Mr. Bhnh was loath to discharge Daniel in the fiery wilds of East London, which tonight was thronged with drunken mudlarks lighting out in torrid pursuit of real or imaginary Jesuits. Daniel gave no heed to this good man’s worries. He had made it all the way from Sheerness without any trouble. Even in the tavern there, he had been left alone. Those who took any notice of him at all, soon lost their interest, or (strange to relate) lost their nerve and looked away. For Daniel carried now the unstudied nonchalance of a man who knew he’d be dead in a year no matter what; people seemed to smell the grave about him, and were happy to leave him alone.

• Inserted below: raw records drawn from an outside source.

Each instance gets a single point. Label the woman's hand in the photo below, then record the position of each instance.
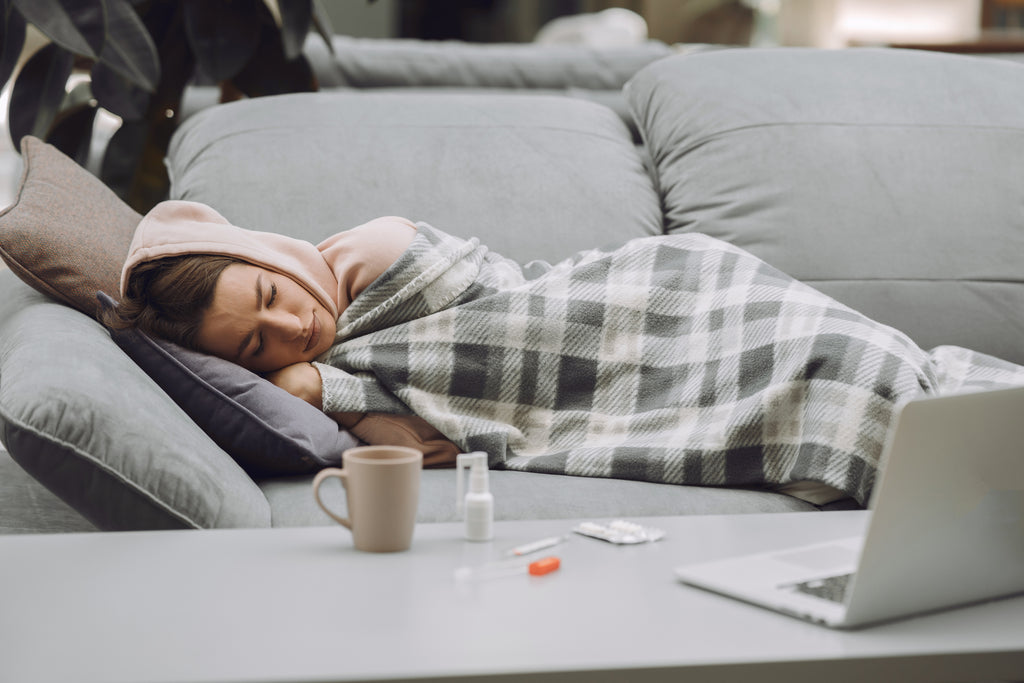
(302, 380)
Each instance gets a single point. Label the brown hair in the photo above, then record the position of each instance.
(167, 297)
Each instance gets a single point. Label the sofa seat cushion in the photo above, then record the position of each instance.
(890, 179)
(536, 496)
(534, 177)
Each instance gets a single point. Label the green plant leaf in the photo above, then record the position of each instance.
(322, 22)
(117, 94)
(12, 35)
(38, 91)
(72, 131)
(78, 26)
(223, 35)
(124, 151)
(129, 49)
(270, 73)
(296, 15)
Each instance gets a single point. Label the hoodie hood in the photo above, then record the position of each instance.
(177, 228)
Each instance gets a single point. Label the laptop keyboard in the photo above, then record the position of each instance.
(829, 588)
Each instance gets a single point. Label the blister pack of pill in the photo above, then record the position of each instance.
(620, 531)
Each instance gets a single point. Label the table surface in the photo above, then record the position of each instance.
(301, 604)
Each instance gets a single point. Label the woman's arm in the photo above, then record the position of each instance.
(360, 255)
(303, 380)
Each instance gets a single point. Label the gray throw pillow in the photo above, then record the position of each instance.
(266, 430)
(889, 179)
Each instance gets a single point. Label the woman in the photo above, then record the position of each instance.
(677, 358)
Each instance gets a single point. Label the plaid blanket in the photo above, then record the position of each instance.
(676, 358)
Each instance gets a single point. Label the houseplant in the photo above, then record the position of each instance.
(135, 58)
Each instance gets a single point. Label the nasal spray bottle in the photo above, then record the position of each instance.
(478, 503)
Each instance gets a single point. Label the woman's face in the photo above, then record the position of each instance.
(264, 321)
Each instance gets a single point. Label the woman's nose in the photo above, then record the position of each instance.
(287, 326)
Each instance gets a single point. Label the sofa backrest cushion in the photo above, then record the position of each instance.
(890, 179)
(374, 62)
(534, 177)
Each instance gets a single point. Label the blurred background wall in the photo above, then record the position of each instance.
(810, 23)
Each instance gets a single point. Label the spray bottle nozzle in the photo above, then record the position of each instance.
(477, 464)
(477, 503)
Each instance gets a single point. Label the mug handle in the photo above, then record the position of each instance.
(318, 479)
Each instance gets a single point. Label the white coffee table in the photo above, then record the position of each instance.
(300, 604)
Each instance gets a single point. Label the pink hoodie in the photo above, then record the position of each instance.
(334, 271)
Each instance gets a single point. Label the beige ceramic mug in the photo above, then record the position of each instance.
(382, 487)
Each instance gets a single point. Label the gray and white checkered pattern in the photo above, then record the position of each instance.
(677, 358)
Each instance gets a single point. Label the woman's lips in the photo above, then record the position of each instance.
(313, 335)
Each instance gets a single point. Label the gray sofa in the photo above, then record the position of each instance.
(889, 179)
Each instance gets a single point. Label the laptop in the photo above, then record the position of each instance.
(946, 524)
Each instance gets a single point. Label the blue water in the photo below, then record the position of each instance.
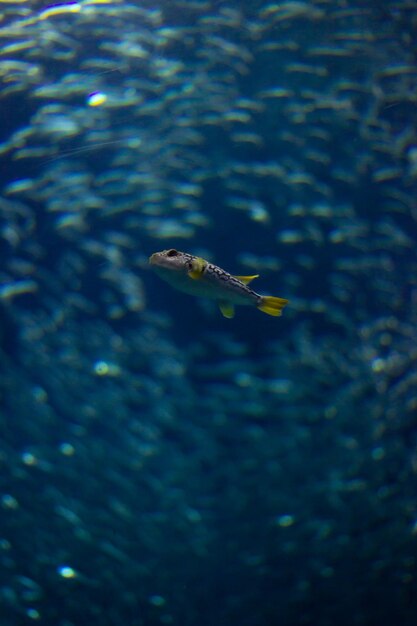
(161, 464)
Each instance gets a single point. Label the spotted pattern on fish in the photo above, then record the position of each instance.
(198, 277)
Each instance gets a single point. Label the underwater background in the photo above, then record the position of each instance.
(160, 464)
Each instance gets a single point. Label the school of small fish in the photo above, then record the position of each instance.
(162, 465)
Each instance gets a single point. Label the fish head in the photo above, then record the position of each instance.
(171, 261)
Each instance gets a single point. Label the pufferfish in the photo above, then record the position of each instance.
(198, 277)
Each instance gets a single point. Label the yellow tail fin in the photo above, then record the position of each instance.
(271, 305)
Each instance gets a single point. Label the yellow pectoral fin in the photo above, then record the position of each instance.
(247, 279)
(197, 268)
(272, 306)
(227, 309)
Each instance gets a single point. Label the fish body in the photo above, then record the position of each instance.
(198, 277)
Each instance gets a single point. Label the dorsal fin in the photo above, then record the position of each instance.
(227, 309)
(247, 279)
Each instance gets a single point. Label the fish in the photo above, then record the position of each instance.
(197, 277)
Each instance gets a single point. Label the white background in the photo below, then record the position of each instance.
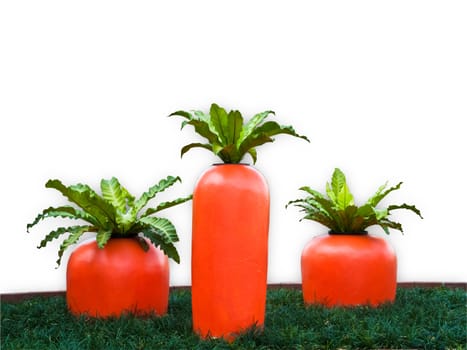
(380, 88)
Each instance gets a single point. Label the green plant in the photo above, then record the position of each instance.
(338, 212)
(114, 214)
(228, 136)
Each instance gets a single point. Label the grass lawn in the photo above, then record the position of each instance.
(421, 318)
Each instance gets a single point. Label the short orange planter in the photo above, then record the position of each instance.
(348, 270)
(121, 277)
(229, 250)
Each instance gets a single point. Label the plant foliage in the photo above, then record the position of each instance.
(337, 210)
(228, 137)
(115, 213)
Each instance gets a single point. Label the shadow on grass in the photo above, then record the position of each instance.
(421, 318)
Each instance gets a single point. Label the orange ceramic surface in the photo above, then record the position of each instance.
(229, 250)
(120, 277)
(348, 270)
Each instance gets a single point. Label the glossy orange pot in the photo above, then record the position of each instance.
(121, 277)
(348, 270)
(229, 250)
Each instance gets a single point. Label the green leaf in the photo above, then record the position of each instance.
(151, 193)
(88, 200)
(228, 137)
(344, 198)
(76, 233)
(337, 183)
(114, 193)
(162, 226)
(235, 126)
(380, 194)
(220, 123)
(252, 142)
(61, 230)
(63, 212)
(251, 126)
(165, 205)
(339, 213)
(252, 153)
(103, 237)
(167, 247)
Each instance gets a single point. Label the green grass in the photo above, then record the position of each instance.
(421, 318)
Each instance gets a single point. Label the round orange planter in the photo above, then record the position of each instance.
(229, 250)
(121, 277)
(348, 270)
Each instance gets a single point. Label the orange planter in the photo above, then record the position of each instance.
(348, 270)
(229, 250)
(119, 278)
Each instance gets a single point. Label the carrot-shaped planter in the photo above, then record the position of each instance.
(230, 250)
(230, 224)
(348, 270)
(118, 271)
(348, 267)
(119, 277)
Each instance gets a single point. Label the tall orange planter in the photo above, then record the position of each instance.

On the other hand, a man with little time to live, and no heirs, need not be so miserly. “I shall give you a pound if you take me direct to the Tower,” Daniel said. Then, observing a wary look on Mr. Bhnh’s face, he teased his purse open and tossed a handful of coins beside the boat’s lantern until he found one that shone a little, and was nearly round. In the center was a battered and scratched plop of silver that with careful tilting and squinting and use of the imagination could be construed as a portrait of the first King James, who had died sixty-some odd years ago, but who was held to have managed the Mint competently. The waterman’s hand closed over this artifact and almost as quickly Daniel’s eyelids came to with an almost palpable slamming noise. He was remotely aware of massive wool blankets being thrown over his body by the solicitous Mr. Bhnh, and then he was aware of nothing.